16. My use of the term ‘disjunctive’ here is potentially confusing because Mumford does not subscribe to a disjunctivist account of perception. The relevant disjunction is in the claim that the sport spectator watches sport either in a competitive way or in an aesthetic way, or to be more accurate, either in a partisan way or in a purist way. It is this ‘either … or …’ structure to his account of watching sport that renders that account disjunctive, but his account of perception is adverbial, rather than disjunctivist, in nature.

17. See McFee (Citation2015a, 130, 131) and McFee (Citation2015b). McFee (Citation2004, 131) identifies a similar problem in much sociology of sport, where many of the theories ‘can tell us everything about sport except what makes it sport – for the terms of the (sociological) discussion apply as well to activities other than sport as they do to sporting activities’.

18. There are other ways that someone can fail to be concerned with the sport or game. Contrast the way described here with what Best (Citation1978, 74–8, but especially the end of 77 and top of 78) says about a causal account of a chess move rather than an account in terms of reasons. Best (Citation1978, 78) accepts that ‘there may be causal reactions to chess moves, but they are not normally of any interest to players or spectators. Indeed, if their interests were exclusively causal they could not be said to be interested in the game at all’. This is another way someone can fail to be concerned with the sport or game, but it is different from the problem that faces the purist who views purposive sports from an aesthetic perspective.

19. Recall, I have also argued that there is another, constant, sense in which there is an aesthetic-shaped hole in Mumford’s account.

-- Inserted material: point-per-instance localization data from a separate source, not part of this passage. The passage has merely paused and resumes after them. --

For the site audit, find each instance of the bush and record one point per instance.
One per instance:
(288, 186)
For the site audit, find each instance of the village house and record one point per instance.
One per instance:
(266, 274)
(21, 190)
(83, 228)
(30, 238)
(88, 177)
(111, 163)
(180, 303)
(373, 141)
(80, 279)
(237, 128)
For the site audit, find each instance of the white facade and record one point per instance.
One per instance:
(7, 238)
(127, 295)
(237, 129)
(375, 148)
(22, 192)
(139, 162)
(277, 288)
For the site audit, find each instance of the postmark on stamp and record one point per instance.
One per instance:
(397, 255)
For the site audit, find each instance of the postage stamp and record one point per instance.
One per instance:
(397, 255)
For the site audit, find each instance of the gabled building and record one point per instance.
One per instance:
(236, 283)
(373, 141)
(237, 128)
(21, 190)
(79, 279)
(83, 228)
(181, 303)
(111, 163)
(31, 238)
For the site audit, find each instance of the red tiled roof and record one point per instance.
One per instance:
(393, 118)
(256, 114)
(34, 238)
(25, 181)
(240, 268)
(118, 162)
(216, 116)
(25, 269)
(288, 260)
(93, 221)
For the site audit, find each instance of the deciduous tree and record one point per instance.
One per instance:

20. What constitutes the relevant whole in any given case depends on one’s interest. It could be an action in a match, it could be the match, or it could be the sport as a whole. If one’s concern is only with something quite specific, say an action in a match, then the resulting description need not go any further than that, but the important thing to see is that if one’s concern changed and it was necessary to have a wider focus, then that would be possible. The relevant whole would simply be the match or the sport. What we are concerned with here is a form of understanding that is useful in relation to complex things. Rather than thinking of them as composed of distinct parts, they are thought of as complex wholes that admit of multiple appropriate descriptions because we can identify countless aspects of the relevant whole. The questions that we ask determine what aspects are of relevance in answering those questions, so for a given concern some aspects are brought to the fore and others pushed into the background for the purpose of assisting with the question at hand, but a different question or concern might require a different emphasis, and so different aspects to be brought to the fore. Any whole is given its relevance by the concern one has in asking the question, so if another question is asked it may shift the focus so that what was the relevant whole (an action in a match) becomes an aspect of a wider whole, such as the match or the sport.